Посуда звенела, утюг послушно отпаривал мятый хлопок, а он только больше хмурился, был недоволен, – несправедливо, жестоко и совершенно очевидно был недоволен мной.
Мать не могла об этом знать – ведь отец в ее присутствии или слушая мамин голос, незаметно для себя менялся, и в его словах словно бы начинала строчить подстрочным пунктиром новая интонация, бодрая, как мамина швейная машинка: «мариша, справимся, мариша, справимся»… и мать улыбалась и верила ему.
И уж, конечно, поверила, когда он сказал, что дочери надо две недели провести с пользой, поехать к деду на дачу, пока баба Нюра занята ближним садом, и помочь там по хозяйству, и, естественно, отдохнуть на деревенском здоровом воздухе.
***
Две недели перешли в три недели…
Три недели перевалили на четвертую…
Тема моего срочного очерка закрылась на ремонт. Я приезжала с дачи в Косогоры только по субботам, насладиться прелестью цивилизации в виде горячего душа да постирать у бабы Нюры белье в стиральной машинке.

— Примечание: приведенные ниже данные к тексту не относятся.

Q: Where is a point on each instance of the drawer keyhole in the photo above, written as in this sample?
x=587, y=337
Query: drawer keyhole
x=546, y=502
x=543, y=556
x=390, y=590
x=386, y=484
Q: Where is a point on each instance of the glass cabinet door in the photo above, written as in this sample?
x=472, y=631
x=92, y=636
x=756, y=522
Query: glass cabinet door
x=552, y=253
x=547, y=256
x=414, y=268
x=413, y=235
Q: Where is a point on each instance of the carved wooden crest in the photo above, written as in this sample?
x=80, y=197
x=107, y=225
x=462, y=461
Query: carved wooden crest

Потом дачное лето опять затягивало меня в свои сети. Я научилась жарить рыбу так, как любили дед и отец, – с прозрачными колечками лука и обожженным до хрупкой позолоты спинным плавником. Два раза в день через всю деревню проходили коровы, гремели бубенчиками. Козы паслись просто так, по всему берегу, в зарослях ивняка. Золотистое сосновое крыльцо, на которое Верман ставил в прошлом году запотевшие цинковые ведра, дед покрасил тягучей синькой: «чтоб как у всех», и они с отцом разругались из-за этого. «Погода стоит хорошая», – писала я матери старой школьной ручкой; чернила кончались, письмо бледнело и теряло строку.
Как-то после обеда я отправилась на велосипеде вдоль обмелевшего затона в соседнюю деревушку. Полуденное марево вдруг отступило, зашумели жесткими листьями прибрежные тополя, у зелени появились гуашевый запах и фактура, и вот уже там, за рекой, гроза уверенными темными штрихами затушевала линию горизонта.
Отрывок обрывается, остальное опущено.